In efforts to raise funds for the less fortunate children, the children and teachers came up with the idea of fund raising through selling their canvas artwork. The different class teachers discussed individually with their class children on what they wanted to draw. The children were constantly reminded that their drawings will help raise some funding to help the less fortunate children from Singapore children’s society.
Brainstorming phase took a little longer and friends and teachers shared idea and technique used to create nicer paintings. Furthermore, parents also suggested some slogans which they might want to use for their creation, such as “Flowers need water to bloom”.
Finally, when the children were all excited to contribute in everyway possible, we started their art pieces creation.
The Nursery children had some help with traced artworks and painting for some of them. It was to ensure that the final product was what they wanted to show the buyers.
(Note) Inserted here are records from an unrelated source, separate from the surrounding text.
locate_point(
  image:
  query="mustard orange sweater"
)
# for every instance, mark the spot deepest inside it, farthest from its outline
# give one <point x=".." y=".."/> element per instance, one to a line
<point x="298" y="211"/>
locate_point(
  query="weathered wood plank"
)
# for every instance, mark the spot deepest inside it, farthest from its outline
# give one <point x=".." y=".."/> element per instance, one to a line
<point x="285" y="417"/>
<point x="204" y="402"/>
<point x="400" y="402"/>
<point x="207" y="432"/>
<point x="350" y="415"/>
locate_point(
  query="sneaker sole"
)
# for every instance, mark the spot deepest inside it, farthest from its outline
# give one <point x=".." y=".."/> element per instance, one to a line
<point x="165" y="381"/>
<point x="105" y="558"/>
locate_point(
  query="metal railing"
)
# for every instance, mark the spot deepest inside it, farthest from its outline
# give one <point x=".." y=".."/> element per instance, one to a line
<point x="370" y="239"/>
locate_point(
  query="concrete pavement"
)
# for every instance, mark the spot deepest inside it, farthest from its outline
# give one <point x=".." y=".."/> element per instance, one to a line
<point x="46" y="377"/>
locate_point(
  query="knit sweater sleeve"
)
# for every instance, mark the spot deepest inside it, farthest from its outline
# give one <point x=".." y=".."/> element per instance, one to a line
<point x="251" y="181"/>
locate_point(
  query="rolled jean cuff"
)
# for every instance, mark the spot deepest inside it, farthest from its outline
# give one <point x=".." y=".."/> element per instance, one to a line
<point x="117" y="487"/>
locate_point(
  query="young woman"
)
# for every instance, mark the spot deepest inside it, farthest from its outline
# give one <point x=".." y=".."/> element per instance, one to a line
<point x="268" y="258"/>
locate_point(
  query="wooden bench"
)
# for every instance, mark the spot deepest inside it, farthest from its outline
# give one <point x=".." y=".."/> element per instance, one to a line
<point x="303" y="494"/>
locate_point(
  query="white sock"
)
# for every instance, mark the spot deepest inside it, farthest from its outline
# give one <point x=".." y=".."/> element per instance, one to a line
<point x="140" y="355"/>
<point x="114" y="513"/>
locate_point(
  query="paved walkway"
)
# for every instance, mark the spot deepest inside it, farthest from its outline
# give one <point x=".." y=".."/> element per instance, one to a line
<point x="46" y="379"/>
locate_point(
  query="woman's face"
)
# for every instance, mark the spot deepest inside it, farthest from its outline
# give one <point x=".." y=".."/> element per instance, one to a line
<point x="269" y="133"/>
The Kindergarten 1 class children incorporated the idea of water conservation and water mascot - Wally! Into their beautiful creation. The children also had a chance to use some of the different techniques of creating art pieces to showcase their abilities.
The kindergarten 2 class children were creating more ‘Picasso’ art pieces based on fantasy and abstract art. Most of the creations were created independently with little to no help. However, the children did discuss about what they wanted to create before painting them out.
One situation that was fascinating to the children in kindergarten two was that when the teacher suggested to use silver instead of the usual colours for the outline of the Ultraman.
Some of the art pieces that the children had painstakingly created over a few weeks. It requires their patience and determination to create with extra caution as well as to complete it despite being time consuming.
The final result was when children had their fund raising event where they promote their creations and parents choose whose painting the would purchase. Not all parents supported their own children’s art pieces but we were glad that overall about 90% of the paintings were sold. The earnings must have been beneficial to the Singapore Children Society in some way or another.